You are making no sense!

If they haven't asked for help, what makes you think they would want their friend paying for a new pair?

What exactly would you have them 'explain' to the school, btw?

Janiie · 21/03/2024 14:46

Totally overstepped the mark.

The most you do in these circumstances is give a pair of dry socks. I'd have been mortified if another parent had have bought one of our dc new shoes Shock.

RobertaFirmino · 21/03/2024 14:47

Pride is all very well but it doesn't keep children's feet dry.

Shoes are a need. Not wishing to encounter uncomfortable feelings is a want.

Nanny0gg · 21/03/2024 14:54

WaitingForMojo · 20/03/2024 22:36

You say Sophie would debunk your lie… I would not have told Sophie the shoes were new either. I’d have given them to the parents and passed them off as a hand me down in some way.

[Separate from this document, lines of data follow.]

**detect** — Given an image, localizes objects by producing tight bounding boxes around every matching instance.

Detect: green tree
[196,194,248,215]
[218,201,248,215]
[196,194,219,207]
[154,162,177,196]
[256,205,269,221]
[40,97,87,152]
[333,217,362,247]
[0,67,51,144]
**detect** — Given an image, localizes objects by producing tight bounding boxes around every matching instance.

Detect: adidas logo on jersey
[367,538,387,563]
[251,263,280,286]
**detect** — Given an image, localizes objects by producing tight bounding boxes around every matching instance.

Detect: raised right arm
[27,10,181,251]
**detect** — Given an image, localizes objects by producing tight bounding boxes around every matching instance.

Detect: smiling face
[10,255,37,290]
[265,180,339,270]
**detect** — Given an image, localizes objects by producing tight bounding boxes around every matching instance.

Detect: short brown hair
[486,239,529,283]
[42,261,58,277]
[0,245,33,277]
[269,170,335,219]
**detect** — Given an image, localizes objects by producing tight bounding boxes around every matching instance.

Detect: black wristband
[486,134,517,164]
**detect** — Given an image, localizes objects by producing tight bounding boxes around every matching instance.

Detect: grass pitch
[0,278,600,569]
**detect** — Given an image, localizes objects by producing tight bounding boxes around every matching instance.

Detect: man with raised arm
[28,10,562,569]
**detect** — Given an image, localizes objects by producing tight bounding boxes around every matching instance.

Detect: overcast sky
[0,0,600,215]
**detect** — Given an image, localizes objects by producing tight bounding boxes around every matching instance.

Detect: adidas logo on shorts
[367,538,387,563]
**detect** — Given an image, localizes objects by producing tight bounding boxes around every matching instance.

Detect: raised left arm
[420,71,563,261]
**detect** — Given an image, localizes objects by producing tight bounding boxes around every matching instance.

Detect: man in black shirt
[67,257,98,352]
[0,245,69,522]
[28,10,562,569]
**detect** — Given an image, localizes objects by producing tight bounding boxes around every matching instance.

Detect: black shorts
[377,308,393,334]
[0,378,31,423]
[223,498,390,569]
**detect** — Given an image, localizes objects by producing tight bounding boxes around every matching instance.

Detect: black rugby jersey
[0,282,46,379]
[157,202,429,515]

She took her to the shop to buy them...

Starbite · 21/03/2024 14:55

I’m also with some other posters about a possible culture thing here thougy. I’m british but from a foreign family and we all help each other out. People have helped me out before and instead of being offended, i am grateful, remember their kindness and return any favours when i can.

same here. In my culture, if you are close enough to be moaning about money to a friend, the friend would be close enough to be buying shoes as a gift to my child who has broken shoes. It is obviously with good intentions. Some posters make OP feel like she committed a crime for helping out a child in need.

I would accept it, be grateful and when I have money, reciprocate with some other gift. British people make life too complicated for themselves and relationships end up too shallow and cold...

mirl · 21/03/2024 14:57

No one here believes that school shoes are a suitable gift for a friends child. It's weird to even claim that. The mum knows this as well. This is where the issues lie.

sloggingonagain · 21/03/2024 15:07

It's weird and uncalled for.

What if she wanted to be the one to go shoe shopping with her daughter?

It might feel a bit like you were muscling in.